Lo suyo sería crear miniciudades de esas de vacaciones donde meter a los ancianos y que salgan ellos a la calle, entren, compren sus cosas.... Que sigan valiéndose por sí mismos. 

O rehabilitar los pueblos y ponerlos ahí a vivir. 
Ycrear puestos de trabajo . 

Lo de meterlos en un edificio ahí encerrados normal que acaben muchos demenciados y mal antes de tiempo. Ahí debería ser solo ya cuando no queda otra alternativa. Es triste que alguien que anda y aún está medio bien acabe en esos sitios.


----------



## pepeleches (25 Jul 2022)

INE dijo:


> No. La esperanza de vida era más baja por la alta mortalidad infantil, pero una vez superado el primer año de vida vivían como ahora. Ten en cuenta que si tú vives 80 años y yo muero al mes de vida la media de lo vivido son 40 años, así se calcula la esperanza de vida.

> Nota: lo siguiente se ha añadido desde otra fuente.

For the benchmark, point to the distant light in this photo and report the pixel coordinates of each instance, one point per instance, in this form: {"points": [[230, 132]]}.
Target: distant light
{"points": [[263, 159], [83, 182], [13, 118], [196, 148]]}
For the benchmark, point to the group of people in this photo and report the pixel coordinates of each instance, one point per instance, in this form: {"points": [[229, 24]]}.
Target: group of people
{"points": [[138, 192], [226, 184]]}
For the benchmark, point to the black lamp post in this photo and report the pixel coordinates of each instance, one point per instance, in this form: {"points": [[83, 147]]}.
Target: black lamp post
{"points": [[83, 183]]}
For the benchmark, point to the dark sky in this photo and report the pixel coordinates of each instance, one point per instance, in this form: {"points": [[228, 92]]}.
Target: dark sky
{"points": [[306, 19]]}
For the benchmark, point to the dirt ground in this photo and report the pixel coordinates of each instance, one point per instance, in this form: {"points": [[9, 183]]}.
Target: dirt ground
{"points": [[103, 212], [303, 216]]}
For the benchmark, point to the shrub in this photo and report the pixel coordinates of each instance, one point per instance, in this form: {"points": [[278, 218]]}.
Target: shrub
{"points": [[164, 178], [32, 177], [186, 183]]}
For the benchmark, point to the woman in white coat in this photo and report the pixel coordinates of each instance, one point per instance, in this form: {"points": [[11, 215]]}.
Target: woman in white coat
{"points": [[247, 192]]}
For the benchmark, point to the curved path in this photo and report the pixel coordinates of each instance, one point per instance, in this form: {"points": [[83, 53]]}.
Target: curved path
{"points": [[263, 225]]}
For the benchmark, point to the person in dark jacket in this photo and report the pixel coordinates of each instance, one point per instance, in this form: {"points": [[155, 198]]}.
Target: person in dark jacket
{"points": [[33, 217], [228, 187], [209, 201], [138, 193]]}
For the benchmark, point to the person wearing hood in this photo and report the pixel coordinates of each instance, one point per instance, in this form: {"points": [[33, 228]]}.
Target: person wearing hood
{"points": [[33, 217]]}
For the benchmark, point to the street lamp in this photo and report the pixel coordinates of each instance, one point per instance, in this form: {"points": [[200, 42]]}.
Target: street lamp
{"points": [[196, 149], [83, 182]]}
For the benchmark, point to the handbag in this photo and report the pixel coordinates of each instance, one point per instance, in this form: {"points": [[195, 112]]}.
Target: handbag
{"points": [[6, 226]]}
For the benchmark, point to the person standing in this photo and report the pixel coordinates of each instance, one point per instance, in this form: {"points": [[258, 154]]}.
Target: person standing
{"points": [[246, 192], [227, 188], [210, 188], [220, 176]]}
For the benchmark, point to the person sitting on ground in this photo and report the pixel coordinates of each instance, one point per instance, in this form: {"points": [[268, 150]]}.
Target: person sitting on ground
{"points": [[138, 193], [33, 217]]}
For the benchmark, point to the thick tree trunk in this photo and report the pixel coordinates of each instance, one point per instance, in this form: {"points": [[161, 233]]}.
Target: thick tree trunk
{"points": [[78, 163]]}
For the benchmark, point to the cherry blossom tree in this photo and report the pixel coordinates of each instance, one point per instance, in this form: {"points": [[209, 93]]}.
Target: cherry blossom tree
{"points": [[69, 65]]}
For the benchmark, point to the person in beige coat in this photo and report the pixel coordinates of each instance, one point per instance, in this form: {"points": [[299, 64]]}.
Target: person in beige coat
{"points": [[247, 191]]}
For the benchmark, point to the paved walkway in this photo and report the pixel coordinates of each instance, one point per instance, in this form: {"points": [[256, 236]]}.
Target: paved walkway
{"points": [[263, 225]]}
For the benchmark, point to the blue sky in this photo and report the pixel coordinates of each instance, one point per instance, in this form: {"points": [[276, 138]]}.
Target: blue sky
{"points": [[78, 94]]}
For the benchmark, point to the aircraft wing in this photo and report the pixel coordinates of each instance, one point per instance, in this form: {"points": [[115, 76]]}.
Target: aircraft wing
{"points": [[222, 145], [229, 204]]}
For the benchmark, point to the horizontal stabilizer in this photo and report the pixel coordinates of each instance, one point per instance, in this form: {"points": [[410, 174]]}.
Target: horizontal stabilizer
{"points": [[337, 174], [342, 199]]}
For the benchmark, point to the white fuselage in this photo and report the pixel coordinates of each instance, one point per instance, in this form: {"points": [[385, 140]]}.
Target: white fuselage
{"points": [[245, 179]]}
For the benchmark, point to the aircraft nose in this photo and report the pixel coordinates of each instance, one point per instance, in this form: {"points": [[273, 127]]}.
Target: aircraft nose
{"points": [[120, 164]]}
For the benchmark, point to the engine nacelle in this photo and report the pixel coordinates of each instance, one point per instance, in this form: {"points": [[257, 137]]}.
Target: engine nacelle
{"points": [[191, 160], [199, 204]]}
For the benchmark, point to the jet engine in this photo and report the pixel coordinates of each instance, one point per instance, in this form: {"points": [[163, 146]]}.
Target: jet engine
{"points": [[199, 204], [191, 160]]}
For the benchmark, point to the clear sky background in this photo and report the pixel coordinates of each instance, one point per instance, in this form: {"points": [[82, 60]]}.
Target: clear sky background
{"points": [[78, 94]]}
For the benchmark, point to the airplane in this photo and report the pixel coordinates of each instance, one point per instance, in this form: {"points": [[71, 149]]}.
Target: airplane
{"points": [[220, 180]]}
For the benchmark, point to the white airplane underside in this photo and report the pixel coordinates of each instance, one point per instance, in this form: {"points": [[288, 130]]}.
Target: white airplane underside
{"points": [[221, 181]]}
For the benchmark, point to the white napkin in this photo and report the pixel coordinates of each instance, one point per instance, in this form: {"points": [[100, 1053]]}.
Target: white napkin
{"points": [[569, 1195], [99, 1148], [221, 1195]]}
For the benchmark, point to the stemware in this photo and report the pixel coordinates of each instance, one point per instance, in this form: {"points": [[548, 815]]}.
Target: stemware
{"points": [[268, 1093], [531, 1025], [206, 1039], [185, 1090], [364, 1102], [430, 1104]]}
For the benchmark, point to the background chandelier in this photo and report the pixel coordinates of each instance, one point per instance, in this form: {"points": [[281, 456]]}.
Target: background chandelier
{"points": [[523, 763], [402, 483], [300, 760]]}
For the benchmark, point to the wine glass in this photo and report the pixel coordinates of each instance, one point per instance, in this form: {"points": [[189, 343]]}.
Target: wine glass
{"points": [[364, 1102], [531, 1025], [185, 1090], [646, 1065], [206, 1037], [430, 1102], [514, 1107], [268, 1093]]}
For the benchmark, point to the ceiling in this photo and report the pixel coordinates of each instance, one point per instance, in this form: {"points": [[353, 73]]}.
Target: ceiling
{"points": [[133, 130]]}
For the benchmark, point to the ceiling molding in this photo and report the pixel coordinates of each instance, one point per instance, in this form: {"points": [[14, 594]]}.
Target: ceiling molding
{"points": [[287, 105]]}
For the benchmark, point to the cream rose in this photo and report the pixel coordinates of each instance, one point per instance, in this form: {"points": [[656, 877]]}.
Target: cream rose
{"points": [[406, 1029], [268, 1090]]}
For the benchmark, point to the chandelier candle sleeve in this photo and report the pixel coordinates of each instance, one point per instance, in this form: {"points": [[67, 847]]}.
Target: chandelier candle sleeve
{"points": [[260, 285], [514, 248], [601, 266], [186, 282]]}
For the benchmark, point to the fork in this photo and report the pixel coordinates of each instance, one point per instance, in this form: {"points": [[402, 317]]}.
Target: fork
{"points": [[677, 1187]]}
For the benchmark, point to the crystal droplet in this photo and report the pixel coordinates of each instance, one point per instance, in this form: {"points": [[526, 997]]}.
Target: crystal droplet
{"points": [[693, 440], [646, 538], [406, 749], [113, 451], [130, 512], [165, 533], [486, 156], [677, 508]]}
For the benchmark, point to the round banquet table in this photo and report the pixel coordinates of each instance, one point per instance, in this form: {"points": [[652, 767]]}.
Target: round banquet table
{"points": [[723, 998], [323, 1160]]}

Sí, claro que influye la mortalidad infantil. Es una estadística...Pero ni de coña hace 50 años la gente llegaba a esa alegría a los 70, 80, 90. E incluso con esa salud.

No solo era cuestiones médicas (obviamente vitales...), es que hablamos de que la desnutrición durante décadas deja el cuerpo con secuelas. Y en España entre la guerra y luego los 40-50, pues acumuló 25 años (o más...) donde la gente no comía nada bien. De hecho era ese estereotipo de español bajito, en el momento en que (décadas más tarde) empezamos a alimentarnos bien, la talla media creció una burrada en muy poco tiempo

Pero es que luego están también las condiciones de trabajo. Sí, el sedentarismo es malo, pero estar todo el día en el campo, en la mina, en la fábrica con substancias peligrosas (que ahora estarían completamente prohibidas), muchas más horas de las que imaginamos, también desgasta y mucho. 

O el alcohol y el tabaco, que antes estaba tolerado a otros extremos. 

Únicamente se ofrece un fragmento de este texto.